Military has done this kind of thing, though usually NOT while armed conflicts are still occurring but as MSM and liberals now have an election to WIN, established military traditions be damned.
I note that the drive-bys never mentioned the first part of this, “On Point” I, which showed that the initial invasion was pretty close to perfect. Oh no. Can’t mention that.
|...assuming that Iraq's government would remain functional after Hussein's ouster
That was a foreseeable mistake. Anyone who has ever worked in a company headed by a micro-managing dictator knows that such a leader ruthlessly gets rid of anyone who is not a "yes man." After two decades of Saddam Hussein, there wouldn't have been anyone left in the government — all the way out to the smallest villages — who could make a decision.

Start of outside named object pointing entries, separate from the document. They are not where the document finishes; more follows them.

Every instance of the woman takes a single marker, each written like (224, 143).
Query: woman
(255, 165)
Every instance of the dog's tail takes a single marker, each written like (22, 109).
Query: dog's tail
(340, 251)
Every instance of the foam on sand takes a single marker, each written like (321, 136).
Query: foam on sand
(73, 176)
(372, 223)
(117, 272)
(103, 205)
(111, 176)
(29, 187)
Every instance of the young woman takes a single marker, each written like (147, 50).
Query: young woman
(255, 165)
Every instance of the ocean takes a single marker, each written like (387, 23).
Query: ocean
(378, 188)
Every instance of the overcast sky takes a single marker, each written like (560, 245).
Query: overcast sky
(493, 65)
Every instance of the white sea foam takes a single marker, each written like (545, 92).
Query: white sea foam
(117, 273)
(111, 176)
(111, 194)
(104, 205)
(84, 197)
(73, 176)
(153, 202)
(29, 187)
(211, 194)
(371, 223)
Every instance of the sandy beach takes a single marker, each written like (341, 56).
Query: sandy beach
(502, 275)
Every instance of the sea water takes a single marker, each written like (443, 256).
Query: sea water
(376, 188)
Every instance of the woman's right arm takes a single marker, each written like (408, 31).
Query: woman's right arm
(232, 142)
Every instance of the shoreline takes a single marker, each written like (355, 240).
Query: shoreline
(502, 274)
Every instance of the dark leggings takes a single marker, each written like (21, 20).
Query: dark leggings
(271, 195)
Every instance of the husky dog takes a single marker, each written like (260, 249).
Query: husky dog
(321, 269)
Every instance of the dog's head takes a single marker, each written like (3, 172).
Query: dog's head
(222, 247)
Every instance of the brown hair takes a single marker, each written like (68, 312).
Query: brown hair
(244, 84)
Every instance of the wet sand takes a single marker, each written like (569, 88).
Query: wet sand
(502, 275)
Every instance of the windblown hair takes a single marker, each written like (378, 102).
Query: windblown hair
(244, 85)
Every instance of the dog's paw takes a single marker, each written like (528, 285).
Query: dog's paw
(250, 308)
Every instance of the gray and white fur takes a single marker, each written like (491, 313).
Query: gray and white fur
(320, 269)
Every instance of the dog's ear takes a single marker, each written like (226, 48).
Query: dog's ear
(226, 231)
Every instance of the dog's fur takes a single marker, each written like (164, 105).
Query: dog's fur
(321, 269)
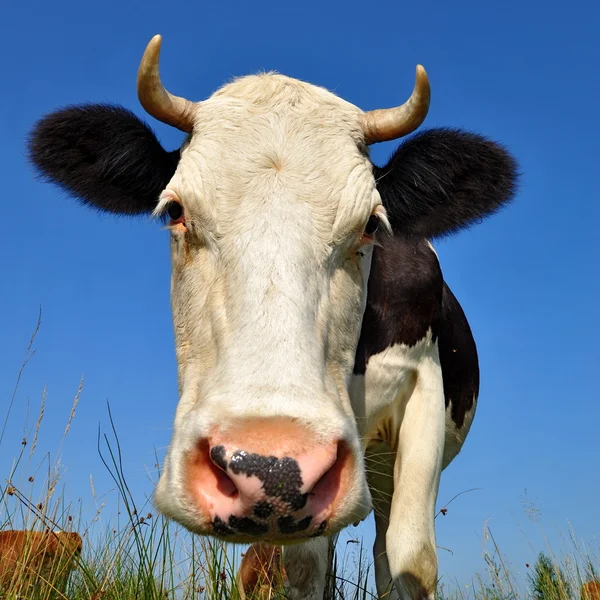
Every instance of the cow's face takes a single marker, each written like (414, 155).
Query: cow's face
(273, 211)
(273, 215)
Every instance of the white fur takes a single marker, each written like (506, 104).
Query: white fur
(268, 293)
(268, 285)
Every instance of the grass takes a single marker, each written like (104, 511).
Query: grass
(140, 555)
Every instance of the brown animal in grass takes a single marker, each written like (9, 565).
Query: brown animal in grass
(261, 572)
(590, 590)
(34, 558)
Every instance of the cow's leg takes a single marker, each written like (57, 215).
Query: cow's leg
(379, 463)
(306, 569)
(261, 572)
(410, 538)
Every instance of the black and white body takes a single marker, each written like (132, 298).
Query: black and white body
(314, 332)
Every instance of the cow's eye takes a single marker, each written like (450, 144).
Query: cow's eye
(175, 211)
(372, 225)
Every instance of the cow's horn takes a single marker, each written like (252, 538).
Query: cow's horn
(391, 123)
(155, 99)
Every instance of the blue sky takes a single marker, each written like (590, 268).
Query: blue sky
(520, 73)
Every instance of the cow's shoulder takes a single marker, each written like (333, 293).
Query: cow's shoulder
(404, 298)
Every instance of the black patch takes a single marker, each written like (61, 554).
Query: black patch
(320, 529)
(403, 299)
(262, 510)
(458, 358)
(221, 528)
(407, 296)
(247, 525)
(442, 180)
(104, 156)
(217, 455)
(281, 477)
(287, 524)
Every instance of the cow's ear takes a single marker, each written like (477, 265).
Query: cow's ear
(442, 180)
(104, 156)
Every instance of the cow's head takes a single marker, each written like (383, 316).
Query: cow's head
(273, 209)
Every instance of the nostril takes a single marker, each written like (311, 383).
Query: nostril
(217, 464)
(328, 485)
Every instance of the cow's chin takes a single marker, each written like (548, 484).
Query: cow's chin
(350, 503)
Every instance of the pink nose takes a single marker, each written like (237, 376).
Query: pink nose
(270, 480)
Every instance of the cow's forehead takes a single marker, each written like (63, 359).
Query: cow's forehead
(267, 137)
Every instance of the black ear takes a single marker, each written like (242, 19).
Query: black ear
(441, 180)
(104, 156)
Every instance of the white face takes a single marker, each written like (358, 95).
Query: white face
(270, 263)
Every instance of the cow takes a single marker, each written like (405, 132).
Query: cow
(261, 572)
(30, 559)
(325, 368)
(590, 590)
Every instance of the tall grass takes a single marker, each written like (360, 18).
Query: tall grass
(141, 555)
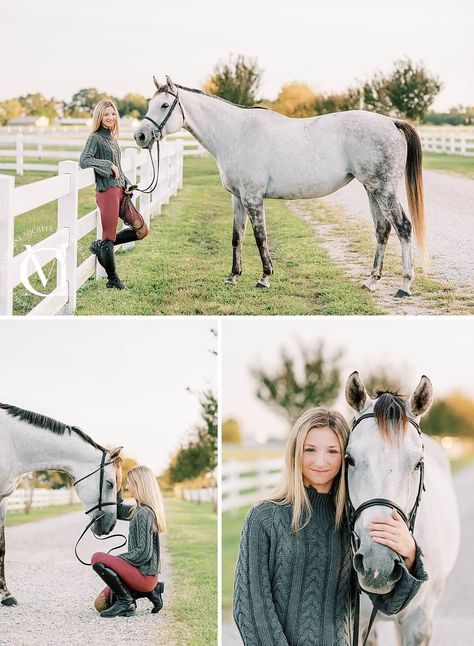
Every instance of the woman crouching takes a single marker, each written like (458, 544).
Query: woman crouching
(134, 574)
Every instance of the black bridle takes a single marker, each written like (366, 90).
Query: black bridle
(352, 515)
(99, 506)
(157, 134)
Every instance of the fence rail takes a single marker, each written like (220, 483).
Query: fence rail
(41, 498)
(62, 245)
(246, 482)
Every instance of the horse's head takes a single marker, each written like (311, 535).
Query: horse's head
(384, 461)
(97, 490)
(164, 117)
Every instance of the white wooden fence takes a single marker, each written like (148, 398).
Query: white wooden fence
(41, 498)
(447, 140)
(246, 482)
(62, 245)
(41, 146)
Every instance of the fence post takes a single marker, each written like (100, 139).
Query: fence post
(7, 229)
(67, 219)
(19, 154)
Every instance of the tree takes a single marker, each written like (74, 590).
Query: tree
(236, 80)
(290, 394)
(295, 100)
(83, 102)
(231, 433)
(10, 109)
(199, 456)
(36, 105)
(411, 89)
(132, 105)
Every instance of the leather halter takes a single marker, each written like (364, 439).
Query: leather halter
(352, 515)
(99, 506)
(157, 137)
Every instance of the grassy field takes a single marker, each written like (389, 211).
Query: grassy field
(191, 541)
(19, 517)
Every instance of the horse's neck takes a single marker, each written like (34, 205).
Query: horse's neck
(214, 123)
(39, 449)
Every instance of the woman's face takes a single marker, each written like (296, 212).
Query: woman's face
(131, 488)
(109, 117)
(322, 459)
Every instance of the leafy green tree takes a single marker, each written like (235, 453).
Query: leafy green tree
(237, 80)
(290, 391)
(411, 89)
(10, 109)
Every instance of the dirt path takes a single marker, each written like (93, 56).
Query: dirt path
(55, 592)
(449, 206)
(454, 621)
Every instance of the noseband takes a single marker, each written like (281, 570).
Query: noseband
(352, 515)
(157, 133)
(99, 506)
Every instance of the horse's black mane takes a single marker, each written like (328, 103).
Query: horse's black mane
(390, 412)
(41, 421)
(165, 88)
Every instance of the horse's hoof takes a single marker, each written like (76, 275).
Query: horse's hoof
(9, 601)
(402, 294)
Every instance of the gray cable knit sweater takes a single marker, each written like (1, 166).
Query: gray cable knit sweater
(143, 537)
(100, 153)
(294, 590)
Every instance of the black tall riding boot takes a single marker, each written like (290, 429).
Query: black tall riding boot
(124, 605)
(126, 235)
(105, 256)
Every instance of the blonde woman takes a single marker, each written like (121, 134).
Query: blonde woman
(293, 584)
(102, 153)
(134, 574)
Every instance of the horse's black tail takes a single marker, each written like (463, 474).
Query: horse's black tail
(414, 187)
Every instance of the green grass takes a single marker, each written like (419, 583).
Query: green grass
(454, 164)
(19, 517)
(191, 540)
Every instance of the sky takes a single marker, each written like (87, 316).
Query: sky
(52, 47)
(123, 381)
(439, 347)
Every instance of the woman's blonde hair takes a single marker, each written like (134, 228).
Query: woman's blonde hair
(148, 493)
(98, 115)
(292, 490)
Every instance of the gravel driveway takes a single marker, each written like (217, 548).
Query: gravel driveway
(449, 206)
(454, 621)
(55, 592)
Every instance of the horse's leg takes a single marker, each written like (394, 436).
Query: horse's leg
(238, 234)
(382, 232)
(256, 214)
(5, 597)
(392, 209)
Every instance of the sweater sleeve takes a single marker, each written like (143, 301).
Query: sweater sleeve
(88, 158)
(405, 589)
(254, 609)
(143, 551)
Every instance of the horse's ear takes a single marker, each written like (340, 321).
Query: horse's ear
(422, 397)
(356, 395)
(114, 453)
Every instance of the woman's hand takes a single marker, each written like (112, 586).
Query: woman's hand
(394, 533)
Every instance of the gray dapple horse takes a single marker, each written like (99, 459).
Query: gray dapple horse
(33, 442)
(261, 154)
(384, 455)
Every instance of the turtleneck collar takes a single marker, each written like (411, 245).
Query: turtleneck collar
(105, 132)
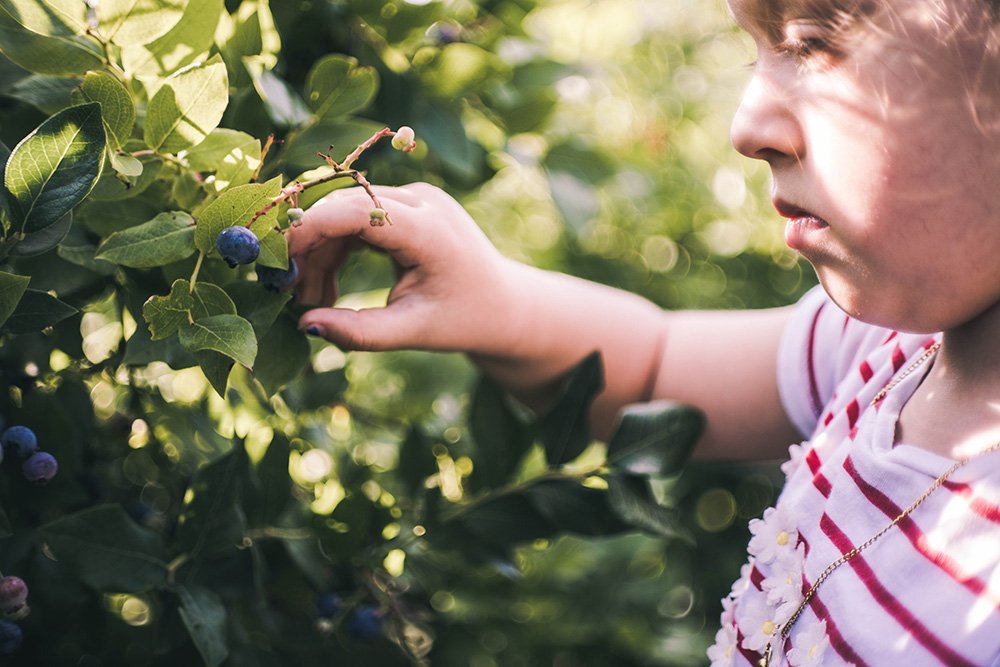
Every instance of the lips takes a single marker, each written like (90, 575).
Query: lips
(802, 225)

Companies headed by guys like that typically fall apart once the Supreme Leader leaves the scene. Keeping the Army in place wouldn't have helped; all the officers who could actually lead people had long since been purged, and probably killed.
I agree with this statement. I don't like the term "mistake" in this context, but only that it is sometimes used in the media to argue that the war has not been competently fought. I think it has been.
For example, some say that more troops (the "surge") should have been sent in earlier. This implies that the same surge would have surely had the same effect in earlier years. I don't think that's certain at all. It might have gone very ~differently~ but I don't think anyone can guarantee that it would have been ~better~. It may possibly have been far, far worse. In COIN, more troops also means more targets and often more casualties.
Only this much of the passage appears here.